What's yours is theirs, too

The government, in a familiar Machiavellian fashion, snuck out this week a new plan to seize more and more Council Tax from those who simply can’t, or won’t, pay.  After years of locking up pensioners and other protestors, they stared defeat in the face after Derby City Council decided to write-off Josephine Rooney’s unpaid Council Tax bill.  As she declared the Council weren’t getting a penny more, the Council marked the money unrecoverable and, as a result, wrote off the debt.  Setting such a precedent, which could see other taxpayers withholding Council Tax increases, the Government have unveiled new plans to invade personal bank accounts to get the money come-what-may.

In a speech to the Local Government Association conference, local government minister John Healey announced plans to have the government invade personal bank accounts to get any money withheld through protest. 

Healey said that it’s a matter of forcing those “who can pay, but won’t” to pay up.  But this is a complete misnomer.  Many Council Tax rebels I have spoken to, and campaigned with, do pay.  They just refuse to pay the often extortionate increases, when we all know the money isn’t exactly going to the frontline.

We have frontline staff pegged at 2% pay increases, yet Councils splash out on whopping pay increases for Chief Executives and other pen pushers sat in Town Halls.  Add onto that the all too frequent pay increases for councillors, the non-jobs and waste and you can see why some taxpayers refuse to pay the increases.

Rather than bleeding more money out of taxpayers, the solution – that everyone can see apart from the governing political class – is to find ways to cut taxes at the local level.  We released a series of reports stating how Councils can cut taxes.  Did they recommend a cut in services – no.  In fact it’s been the TaxPayers’ Alliance who has defended weekly bin collections as the political classes fought to restrict yet another frontline service. 

Should the government attempt to implement such an invasive measure to plunder the bank accounts of Council Tax protestors, it will no doubt be met with the fiercest of opposition from this end, because it simply isn’t the solution.   

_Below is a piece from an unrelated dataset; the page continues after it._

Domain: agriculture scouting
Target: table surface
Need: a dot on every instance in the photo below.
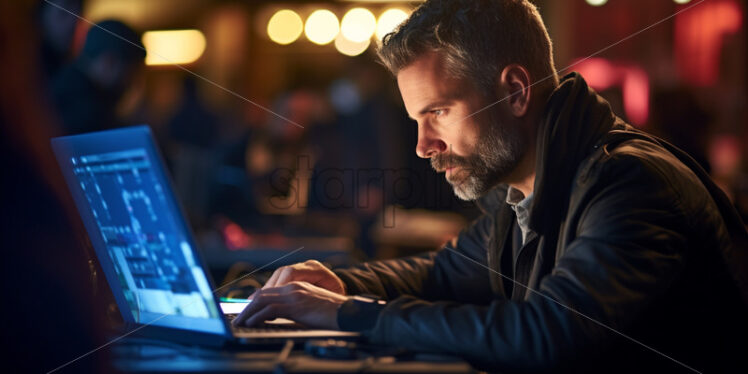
(144, 357)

We’ve seen government invade our privacy, misusing anti-terrorist legislation to spy on individuals going about their daily business.  Now we face seeing the government using its powers to invade bank accounts and appropriating as it sees fit.  Everyone in the real world has to make careful decisions over their spending as the economy enters tough times.  Government should do the same and not treat the British taxpayer as their private pot of cash.